Large language model evaluation requires thousands of benchmark items, making evaluations expensive and slow. Existing methods compute average accuracy across fixed item sets, treating all items equally despite varying quality and informativeness. We present ATLAS an adaptive testing framework using Item Response Theory (IRT) to estimate model ability through Fisher information-guided item selection. Our analysis of five major benchmarks reveals that 3-6% of items exhibit negative discrimination, indicating annotation errors that corrupt static evaluation. ATLAS achieves 90% item reduction while maintaining measurement precision: on HellaSwag (5,608 items), we match full-benchmark estimates using only 42 items with 0.154 MAE. Our framework maintains item exposure rates below 10% and test overlap at 16-27%, compared to static benchmarks where every model sees all items (100% exposure). Among 4,000+ tested models, IRT ranks differ from accuracy ranks: models with the same accuracy get different IRT scores, and 23-31% of all models shift by more than 10 rank positions. Code and calibrated item banks are available at this https URL .
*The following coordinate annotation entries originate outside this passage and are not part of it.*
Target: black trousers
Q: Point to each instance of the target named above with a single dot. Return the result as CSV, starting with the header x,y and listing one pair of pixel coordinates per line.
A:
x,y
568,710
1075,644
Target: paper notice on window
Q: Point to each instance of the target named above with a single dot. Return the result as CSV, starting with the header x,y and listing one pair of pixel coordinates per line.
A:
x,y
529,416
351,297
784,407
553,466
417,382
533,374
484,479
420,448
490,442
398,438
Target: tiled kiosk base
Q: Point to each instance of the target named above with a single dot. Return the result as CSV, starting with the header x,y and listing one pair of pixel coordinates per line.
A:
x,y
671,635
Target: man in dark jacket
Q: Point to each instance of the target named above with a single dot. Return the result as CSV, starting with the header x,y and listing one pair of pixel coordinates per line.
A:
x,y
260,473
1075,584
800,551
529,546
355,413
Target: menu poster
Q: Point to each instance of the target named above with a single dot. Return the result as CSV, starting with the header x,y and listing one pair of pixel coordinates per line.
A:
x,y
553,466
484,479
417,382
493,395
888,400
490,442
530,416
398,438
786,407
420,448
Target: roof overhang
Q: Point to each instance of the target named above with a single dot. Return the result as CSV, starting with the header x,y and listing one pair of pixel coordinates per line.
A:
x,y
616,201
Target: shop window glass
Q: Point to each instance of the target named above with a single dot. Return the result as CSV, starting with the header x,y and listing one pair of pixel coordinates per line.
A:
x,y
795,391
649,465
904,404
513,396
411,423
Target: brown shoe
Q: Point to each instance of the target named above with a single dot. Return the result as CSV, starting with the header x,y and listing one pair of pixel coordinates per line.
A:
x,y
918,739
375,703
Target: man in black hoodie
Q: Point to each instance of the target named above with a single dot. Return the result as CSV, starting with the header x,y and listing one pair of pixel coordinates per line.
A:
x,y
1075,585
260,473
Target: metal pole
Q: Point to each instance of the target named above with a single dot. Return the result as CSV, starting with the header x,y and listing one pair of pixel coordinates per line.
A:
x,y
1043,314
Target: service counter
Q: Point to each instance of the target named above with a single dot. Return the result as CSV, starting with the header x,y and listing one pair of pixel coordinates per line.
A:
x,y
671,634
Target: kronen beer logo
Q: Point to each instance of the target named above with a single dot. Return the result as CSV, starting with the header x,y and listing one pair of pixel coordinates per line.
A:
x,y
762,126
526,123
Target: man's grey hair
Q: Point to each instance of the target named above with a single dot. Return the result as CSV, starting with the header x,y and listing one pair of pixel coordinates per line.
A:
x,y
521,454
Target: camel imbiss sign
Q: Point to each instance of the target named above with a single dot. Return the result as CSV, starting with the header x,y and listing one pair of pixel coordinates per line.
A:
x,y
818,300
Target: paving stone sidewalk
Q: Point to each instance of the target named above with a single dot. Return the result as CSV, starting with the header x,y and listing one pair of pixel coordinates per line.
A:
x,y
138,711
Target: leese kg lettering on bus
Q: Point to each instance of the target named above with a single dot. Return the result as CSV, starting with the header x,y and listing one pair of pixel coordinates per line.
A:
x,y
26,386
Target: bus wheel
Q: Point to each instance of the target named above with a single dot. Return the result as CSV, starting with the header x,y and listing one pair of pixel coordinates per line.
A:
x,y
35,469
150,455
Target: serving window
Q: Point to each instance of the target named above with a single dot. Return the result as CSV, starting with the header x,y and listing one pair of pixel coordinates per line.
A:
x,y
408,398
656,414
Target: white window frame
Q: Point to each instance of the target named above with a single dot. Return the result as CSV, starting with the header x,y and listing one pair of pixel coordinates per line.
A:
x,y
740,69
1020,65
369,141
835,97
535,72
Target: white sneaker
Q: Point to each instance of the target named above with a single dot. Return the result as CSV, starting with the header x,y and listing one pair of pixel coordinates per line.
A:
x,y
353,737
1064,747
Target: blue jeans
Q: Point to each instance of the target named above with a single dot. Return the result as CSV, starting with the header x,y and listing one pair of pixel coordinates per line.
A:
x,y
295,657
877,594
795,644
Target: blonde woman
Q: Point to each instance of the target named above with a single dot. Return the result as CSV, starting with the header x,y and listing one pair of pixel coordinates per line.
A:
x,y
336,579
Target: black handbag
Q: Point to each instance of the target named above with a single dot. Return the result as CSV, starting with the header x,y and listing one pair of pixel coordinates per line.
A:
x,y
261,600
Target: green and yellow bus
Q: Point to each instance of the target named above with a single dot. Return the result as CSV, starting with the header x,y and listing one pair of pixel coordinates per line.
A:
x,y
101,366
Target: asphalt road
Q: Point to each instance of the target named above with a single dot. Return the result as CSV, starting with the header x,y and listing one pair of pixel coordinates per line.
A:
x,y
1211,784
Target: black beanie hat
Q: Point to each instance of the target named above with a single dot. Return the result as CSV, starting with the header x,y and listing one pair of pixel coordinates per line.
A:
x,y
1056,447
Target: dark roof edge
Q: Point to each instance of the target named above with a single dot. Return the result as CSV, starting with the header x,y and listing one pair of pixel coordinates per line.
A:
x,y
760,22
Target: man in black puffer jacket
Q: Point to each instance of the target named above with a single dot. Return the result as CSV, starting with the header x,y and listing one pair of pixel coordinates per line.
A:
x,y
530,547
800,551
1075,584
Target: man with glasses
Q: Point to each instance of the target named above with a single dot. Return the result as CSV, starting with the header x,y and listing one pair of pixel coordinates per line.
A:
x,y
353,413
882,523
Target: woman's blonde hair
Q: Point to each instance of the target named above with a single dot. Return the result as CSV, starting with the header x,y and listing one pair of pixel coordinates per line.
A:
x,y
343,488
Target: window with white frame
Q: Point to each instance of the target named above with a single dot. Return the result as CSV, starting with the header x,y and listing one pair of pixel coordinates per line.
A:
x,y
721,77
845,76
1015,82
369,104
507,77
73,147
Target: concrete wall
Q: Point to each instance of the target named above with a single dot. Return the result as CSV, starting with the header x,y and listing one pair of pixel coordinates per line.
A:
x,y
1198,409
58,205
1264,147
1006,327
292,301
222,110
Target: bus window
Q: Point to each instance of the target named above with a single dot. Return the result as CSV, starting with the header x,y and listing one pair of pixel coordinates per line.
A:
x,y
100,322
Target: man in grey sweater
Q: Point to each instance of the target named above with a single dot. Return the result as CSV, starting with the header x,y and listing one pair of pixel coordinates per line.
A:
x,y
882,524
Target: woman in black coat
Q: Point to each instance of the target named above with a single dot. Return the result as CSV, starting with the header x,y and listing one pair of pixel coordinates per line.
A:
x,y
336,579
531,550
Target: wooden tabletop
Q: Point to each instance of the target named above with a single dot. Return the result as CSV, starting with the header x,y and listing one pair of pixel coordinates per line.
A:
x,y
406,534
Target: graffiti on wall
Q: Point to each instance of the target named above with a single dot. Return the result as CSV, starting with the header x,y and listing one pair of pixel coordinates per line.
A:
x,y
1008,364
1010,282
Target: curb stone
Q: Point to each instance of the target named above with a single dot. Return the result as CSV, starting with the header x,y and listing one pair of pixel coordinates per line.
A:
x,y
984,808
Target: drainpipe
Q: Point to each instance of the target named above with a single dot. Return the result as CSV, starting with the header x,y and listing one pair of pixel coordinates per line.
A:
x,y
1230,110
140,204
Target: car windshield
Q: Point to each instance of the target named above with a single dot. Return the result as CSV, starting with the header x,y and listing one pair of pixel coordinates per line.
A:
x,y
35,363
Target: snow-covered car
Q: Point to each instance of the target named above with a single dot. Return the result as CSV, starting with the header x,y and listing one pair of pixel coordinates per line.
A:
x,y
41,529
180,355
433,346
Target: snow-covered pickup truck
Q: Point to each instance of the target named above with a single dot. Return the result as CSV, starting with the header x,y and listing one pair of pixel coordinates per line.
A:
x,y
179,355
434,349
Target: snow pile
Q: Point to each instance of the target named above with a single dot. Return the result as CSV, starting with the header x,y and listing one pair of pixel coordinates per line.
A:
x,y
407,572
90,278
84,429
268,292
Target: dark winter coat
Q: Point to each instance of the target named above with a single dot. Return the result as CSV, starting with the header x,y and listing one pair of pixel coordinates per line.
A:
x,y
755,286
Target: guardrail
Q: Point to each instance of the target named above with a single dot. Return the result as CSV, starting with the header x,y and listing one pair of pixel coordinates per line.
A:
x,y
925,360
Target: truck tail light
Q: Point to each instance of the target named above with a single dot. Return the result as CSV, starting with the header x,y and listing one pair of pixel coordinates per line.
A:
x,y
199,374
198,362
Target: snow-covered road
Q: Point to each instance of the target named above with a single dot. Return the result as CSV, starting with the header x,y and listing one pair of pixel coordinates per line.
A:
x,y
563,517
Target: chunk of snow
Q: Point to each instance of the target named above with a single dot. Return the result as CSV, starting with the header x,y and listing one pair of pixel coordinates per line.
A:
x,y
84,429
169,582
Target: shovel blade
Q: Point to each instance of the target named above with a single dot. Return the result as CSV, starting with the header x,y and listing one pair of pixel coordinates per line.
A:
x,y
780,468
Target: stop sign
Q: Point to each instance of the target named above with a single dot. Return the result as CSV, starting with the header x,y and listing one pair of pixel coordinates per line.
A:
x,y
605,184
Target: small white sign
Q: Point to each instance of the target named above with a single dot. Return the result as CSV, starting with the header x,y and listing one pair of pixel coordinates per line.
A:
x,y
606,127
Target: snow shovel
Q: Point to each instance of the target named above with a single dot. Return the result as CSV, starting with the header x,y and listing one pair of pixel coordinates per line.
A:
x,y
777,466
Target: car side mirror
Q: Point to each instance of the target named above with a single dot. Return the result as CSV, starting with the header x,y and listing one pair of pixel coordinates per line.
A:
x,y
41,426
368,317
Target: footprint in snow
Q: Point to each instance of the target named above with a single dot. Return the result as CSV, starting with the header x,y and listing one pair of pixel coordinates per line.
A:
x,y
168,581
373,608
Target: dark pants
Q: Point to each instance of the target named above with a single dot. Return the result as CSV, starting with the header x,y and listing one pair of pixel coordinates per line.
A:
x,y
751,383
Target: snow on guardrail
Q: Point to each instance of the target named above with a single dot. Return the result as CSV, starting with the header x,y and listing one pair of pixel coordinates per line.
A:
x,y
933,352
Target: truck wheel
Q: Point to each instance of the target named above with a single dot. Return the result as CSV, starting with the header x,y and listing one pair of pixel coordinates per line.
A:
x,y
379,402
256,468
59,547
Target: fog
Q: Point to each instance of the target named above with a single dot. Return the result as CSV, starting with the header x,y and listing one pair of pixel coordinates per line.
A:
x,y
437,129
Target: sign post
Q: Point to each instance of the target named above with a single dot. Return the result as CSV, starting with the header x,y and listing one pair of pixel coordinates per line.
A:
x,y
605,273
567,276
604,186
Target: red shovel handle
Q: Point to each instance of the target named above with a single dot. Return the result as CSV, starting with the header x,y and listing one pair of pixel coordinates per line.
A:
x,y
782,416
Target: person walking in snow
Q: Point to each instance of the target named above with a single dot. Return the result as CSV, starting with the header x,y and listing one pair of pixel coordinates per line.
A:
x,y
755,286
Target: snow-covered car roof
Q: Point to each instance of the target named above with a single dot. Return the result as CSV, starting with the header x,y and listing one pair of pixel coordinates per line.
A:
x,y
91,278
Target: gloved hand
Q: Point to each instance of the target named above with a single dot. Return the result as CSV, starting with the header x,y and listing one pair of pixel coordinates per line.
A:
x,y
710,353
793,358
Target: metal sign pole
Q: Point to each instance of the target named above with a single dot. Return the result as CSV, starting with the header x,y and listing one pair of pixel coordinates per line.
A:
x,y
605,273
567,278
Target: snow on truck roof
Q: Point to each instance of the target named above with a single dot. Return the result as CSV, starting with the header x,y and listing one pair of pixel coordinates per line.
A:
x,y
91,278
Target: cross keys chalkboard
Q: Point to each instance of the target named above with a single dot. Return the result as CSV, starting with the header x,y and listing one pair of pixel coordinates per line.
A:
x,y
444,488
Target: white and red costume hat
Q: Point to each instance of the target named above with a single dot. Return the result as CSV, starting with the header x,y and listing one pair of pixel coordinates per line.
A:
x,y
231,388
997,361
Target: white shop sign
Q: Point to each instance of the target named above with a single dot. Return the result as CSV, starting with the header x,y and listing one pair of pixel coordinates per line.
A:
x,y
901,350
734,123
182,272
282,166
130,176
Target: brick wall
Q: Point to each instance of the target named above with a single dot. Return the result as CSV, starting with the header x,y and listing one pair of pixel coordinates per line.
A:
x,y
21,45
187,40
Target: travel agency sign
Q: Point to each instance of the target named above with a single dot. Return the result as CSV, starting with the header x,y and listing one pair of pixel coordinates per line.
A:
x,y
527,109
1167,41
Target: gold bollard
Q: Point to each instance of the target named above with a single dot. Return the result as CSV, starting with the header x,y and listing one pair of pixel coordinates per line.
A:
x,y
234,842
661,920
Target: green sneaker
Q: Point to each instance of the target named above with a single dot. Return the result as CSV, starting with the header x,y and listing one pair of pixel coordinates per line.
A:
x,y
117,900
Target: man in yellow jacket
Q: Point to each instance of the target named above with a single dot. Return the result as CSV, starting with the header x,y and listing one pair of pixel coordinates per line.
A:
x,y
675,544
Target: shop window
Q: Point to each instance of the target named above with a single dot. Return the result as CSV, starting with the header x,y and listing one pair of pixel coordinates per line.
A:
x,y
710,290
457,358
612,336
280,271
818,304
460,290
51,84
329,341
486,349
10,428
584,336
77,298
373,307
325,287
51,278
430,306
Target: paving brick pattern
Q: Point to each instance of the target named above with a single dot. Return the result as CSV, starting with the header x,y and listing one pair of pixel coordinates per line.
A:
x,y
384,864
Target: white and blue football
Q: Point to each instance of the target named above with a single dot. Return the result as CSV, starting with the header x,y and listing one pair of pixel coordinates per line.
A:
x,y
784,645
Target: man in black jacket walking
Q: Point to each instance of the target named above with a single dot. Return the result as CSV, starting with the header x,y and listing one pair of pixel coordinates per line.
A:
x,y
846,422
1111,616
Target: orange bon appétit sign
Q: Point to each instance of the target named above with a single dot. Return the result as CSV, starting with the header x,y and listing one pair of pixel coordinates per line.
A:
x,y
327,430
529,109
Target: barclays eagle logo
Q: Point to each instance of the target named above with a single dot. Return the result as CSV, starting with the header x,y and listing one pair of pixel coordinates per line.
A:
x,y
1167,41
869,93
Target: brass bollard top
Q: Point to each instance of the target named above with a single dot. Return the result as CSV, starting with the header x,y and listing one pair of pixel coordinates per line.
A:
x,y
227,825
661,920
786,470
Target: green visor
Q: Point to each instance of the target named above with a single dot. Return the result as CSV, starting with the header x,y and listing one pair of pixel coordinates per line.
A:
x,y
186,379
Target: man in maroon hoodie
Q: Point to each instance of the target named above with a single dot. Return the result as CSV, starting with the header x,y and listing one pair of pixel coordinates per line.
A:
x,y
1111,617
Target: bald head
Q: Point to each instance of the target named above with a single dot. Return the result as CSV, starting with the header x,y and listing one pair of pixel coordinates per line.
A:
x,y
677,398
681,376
37. Stateful KV Cache Management for LLMs: Balancing Space, Time, Accuracy, and Positional Fidelity

Authors: Pratik Poudel
URL: https://arxiv.org/abs/2511.04686
Abstract:

The Key-Value (KV) cache is integral to efficient autoregressive inference in large language models (LLMs), yet its unbounded growth in stateful multi-turn scenarios presents major challenges. This paper examines the interplay between KV cache management strategies, the architectural context limits of models like meta-llama/Meta-Llama-3-8b-instruct, and the often-overlooked integrity of positional encodings. Through empirical analysis using a stateful benchmarking framework, we show that LLM generation quality degrades sharply when the accumulated KV cache approaches or exceeds the model’s trained context window (e.g., 8192 tokens for Llama 3), a failure mode distinct from GPU memory exhaustion. Common eviction strategies, even high-retention ones (e.g., 99% via AttentionTop), can worsen performance if they disrupt positional coherence. Because LLMs rely on consistent positional signals (e.g., RoPE), compacting a cache by removing non-contiguous tokens can scramble these signals and lead to degenerative outputs. We further show that simple strategies preserving contiguous context blocks (e.g., keeping an initial “gist”) can yield more coherent generations than complex or positionally disruptive ones. We advocate for eviction techniques that respect architectural limits, preserve positional structure, and view “cache health” holistically beyond mere size.